C’est un jour de deuil qui vient clore 43 années où s’est exprimée magnifiquement l’ambition gaulliste d’une France pleinement souveraine.
Comment ne pas voir, dans ce qu’il faut bien appeler une « forfaiture », la volonté de porter un coup fatal à l’œuvre du général de Gaulle ?
On cherche à minimiser cet événement, en disant que grâce à Giscard, Mitterrand, Chirac, nous avions déjà fait l’essentiel du chemin dans cette direction et que nous étions déjà intégrés à 90 %. Peut-être, mais il y a la force du symbole : 100 %, c’est infiniment plus que 90 % !
Il n’y a pas que le symbole ; il y a aussi la réalité : cette intégration implique l’osmose des états-majors. Nos grands chefs militaires comprendront assez vite que leurs vrais patrons, ceux dont dépendent leur carrière ne sont plus à Paris mais à Bruxelles ou plutôt à Washington. Cela est d’autant plus vrai que l’OTAN que nous retrouvons en 2009 est infiniment plus intégrée que celle que nous avions quittée en 1966.
On nous dit que les temps ont changé et qu’il faut s’adapter, que les idées de De Gaulle étaient bonnes il y a quarante ans mais qu’elles ne le sont plus aujourd’hui. Justement. Relisons la conférence de presse du 23 février 1966.
« D’autre part tandis que se dissipent les perspectives d’une guerre mondiale éclatant à cause de l’Europe, voici que des conflits où l’Amérique s’engage dans d’autres parties du monde comme avant-hier en Corée, hier à Cuba, aujourd’hui au Vietnam, risquent de prendre, en vertu de la fameuse escalade, une expression telle qu’il pourrait en sortir une conflagration générale. Dans ce cas l’Europe dont la stratégie est, dans l’OTAN, celle de l’Amérique, serait automatiquement impliquée dans la lutte lors même qu’elle ne l’aurait pas voulu. Il en serait ainsi pour la France si l’imbrication de son territoire, de ses communications, de certaines de ses forces, de plusieurs de ses bases aériennes, de tel ou tel de ses ports dans le système militaire sous commandement américain devait subsister plus longtemps. »

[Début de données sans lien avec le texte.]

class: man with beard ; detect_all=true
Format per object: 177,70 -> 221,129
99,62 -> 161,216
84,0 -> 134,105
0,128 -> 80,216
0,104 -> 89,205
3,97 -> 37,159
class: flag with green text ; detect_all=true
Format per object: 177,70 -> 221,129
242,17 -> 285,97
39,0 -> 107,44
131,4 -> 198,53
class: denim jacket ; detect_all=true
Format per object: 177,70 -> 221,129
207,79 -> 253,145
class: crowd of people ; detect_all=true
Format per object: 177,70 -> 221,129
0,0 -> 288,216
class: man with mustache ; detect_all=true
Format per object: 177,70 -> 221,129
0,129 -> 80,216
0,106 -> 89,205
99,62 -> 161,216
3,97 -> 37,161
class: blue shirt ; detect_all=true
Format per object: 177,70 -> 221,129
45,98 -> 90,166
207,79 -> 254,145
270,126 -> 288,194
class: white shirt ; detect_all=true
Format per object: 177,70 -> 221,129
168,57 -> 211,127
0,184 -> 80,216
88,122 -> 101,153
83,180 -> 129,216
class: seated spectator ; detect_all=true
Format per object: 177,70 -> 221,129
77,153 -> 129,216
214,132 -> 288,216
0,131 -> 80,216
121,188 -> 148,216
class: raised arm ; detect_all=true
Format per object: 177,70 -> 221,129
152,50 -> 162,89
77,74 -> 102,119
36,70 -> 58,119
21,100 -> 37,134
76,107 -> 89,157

Les principaux arguments que le général de Gaulle donne pour justifier sa prise de distance sont, on le voit, non seulement toujours vrais mais encore plus vrais aujourd’hui qu’alors !

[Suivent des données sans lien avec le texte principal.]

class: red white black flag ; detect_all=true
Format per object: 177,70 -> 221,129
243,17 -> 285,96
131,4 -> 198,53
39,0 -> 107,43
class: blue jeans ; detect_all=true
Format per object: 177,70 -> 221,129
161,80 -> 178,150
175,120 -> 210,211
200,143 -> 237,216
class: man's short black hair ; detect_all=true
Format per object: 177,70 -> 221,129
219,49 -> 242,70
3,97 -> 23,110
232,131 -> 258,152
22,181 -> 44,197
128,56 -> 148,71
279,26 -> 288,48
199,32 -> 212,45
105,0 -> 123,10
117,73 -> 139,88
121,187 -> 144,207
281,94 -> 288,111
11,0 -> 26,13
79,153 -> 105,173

Le premier : il disait que la guerre froide s’était apaisée du fait de la détente : aujourd’hui il n’y a plus de guerre froide et d’excellents esprits se demandent à quoi sert encore l’OTAN ! J’ai assisté un jour à une conférence d’un général américain qui disait froidement qu’elle servait à mieux « contrôler » les alliés !

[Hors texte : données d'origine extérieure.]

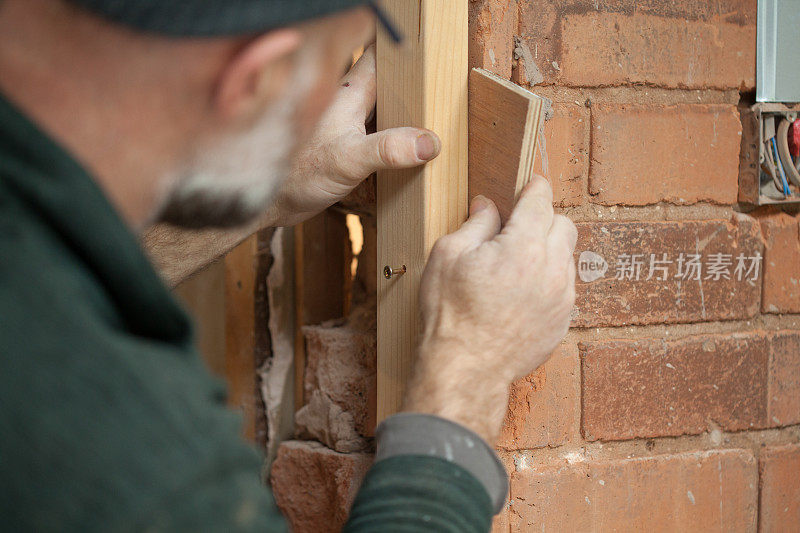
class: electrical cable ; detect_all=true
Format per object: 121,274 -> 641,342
771,137 -> 792,196
773,118 -> 800,187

Le second : il disait qu’il fallait se méfier de la propension des Etats-Unis aux aventures risquées. Il parlait du Vietnam où, à la rigueur, la politique d'endiguement di communisme pouvait se défendre, même si on en contestait les méthodes. Mais aujourd’hui, c’est de l’Afghanistan qu’il s’agit. Or tout le monde sait que cette guerre ne sert à rien : aucun attentat important ne s’est préparé dans ce pays lointain ; et comme le rappelait récemment le premier ministre du Canada, faucon repenti, cette guerre ne peut être gagnée ; elle finira donc mal. Malgré ces perspectives inquiétantes, les deux chefs d’Etat les plus médiatisés aujourd’hui, Obama et Sarkozy, sont d’accord pour y envoyer des renforts ! Où va-t-on ?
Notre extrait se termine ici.